Dr. Edgar Franke: Das ist eines der heißesten und umstrittensten Themen: Das Verhältnis zwischen Haus- und Fachärzten. Ich halte es für schwierig, dieses Verhältnis zu entkrampfen. Ganz oft geht es dabei um handfeste Positionen mit wirtschaftlichen Interessen. Und persönliche Eitelkeiten sind auch im Spiel.

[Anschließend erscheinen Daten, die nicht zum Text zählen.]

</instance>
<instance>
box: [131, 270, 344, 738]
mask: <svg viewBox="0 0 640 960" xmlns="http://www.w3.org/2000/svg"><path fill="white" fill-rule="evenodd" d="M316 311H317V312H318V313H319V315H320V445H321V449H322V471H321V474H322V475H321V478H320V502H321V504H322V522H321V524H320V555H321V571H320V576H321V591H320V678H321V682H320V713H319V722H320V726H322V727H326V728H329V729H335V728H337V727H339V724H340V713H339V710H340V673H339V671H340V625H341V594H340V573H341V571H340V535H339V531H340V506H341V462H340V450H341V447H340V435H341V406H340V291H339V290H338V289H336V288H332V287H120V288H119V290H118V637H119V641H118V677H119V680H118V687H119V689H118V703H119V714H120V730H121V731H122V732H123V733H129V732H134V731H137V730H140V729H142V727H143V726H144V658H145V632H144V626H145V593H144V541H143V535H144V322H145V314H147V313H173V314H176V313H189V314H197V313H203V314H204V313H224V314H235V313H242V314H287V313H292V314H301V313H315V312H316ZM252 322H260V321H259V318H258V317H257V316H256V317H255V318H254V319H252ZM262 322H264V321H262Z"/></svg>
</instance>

Wir wollen jedenfalls keine Spaltung der KVen mit zwei getrennten Organisationen für Haus- und Fachärzte schaffen. Im Koalitionsvertrag ist deshalb immer noch von einer Vertreterversammlung die Rede, in der Haus- und Fachärzte gemeinsam, aber in Zukunft paritätisch vertreten sind. Sie sollen dort allerdings jeweils über ihre eigenen Belange entscheiden können.

Was kann das für die Hausärzte bedeuten?

Franke: Es reicht nicht, das Studium für den Hausarzt attraktiver zu machen und für den Hausarztberuf zu werben. Wir müssen es auch finanziell attraktiver machen, Hausarzt zu sein wie wir es mit dem Wegfall der Vergütungsbeschränkung bei der Hausarztzentrierten Versorgung gemacht haben.

Wenn wir die Honorartrennung jetzt politisch noch einmal unterstützen, dann tun wir das, um die Hausärzte zu stärken.

Solange es die Globalbudgets gibt, ist eine Trennung zwischen Haus- und Fachärzten schwierig, und die Beteiligten müssen sich untereinander einigen.

Franke: Wenn das nicht solidarisch geht, muss der Gesetzgeber den Rahmen setzen. Der Hausarzt muss im Vergleich zu gewissen Fachärzten in stärkerem Maße partizipieren. Da muss mehr Transparenz und Fairness ins System.

Eine größere Autonomie im KV-System wäre ein Signal an die Hausärzte. Wenn zu wenige Hausärzte und hausärztliche Internisten in die Versorgung gehen, sondern eher in versorgungsferne Tätigkeiten, dann bekommen wir eine ausreichende Versorgung nicht mehr hin. Das ist absehbar.

Es gibt doch aber gleichzeitig einen gegenläufigen Prozess. Nämlich Schnittstellen zu überwinden und auch die Kooperation zwischen Haus- und Fachärzten zu verstärken. Ist es dann noch zeitgemäß, eine organisatorische Trennung der Versorgungsebenen zu diktieren?

Franke: Die Selbstverwaltung hat jetzt die letzte Chance, das Verhältnis zwischen den Versorgungsebenen zu reparieren. Und wenn sie es nicht schafft, dann muss ein harter Schnitt folgen.

Vielleicht müssen wir an dieser Stelle noch konkreter werden. Aber das wird nicht zurückgeholt werden können. Da wird kein Jammern mehr helfen. Dafür ist der Streit zu weit eskaliert. Ich glaube, dass einige gar nicht wissen, dass es schon fünf vor zwölf ist.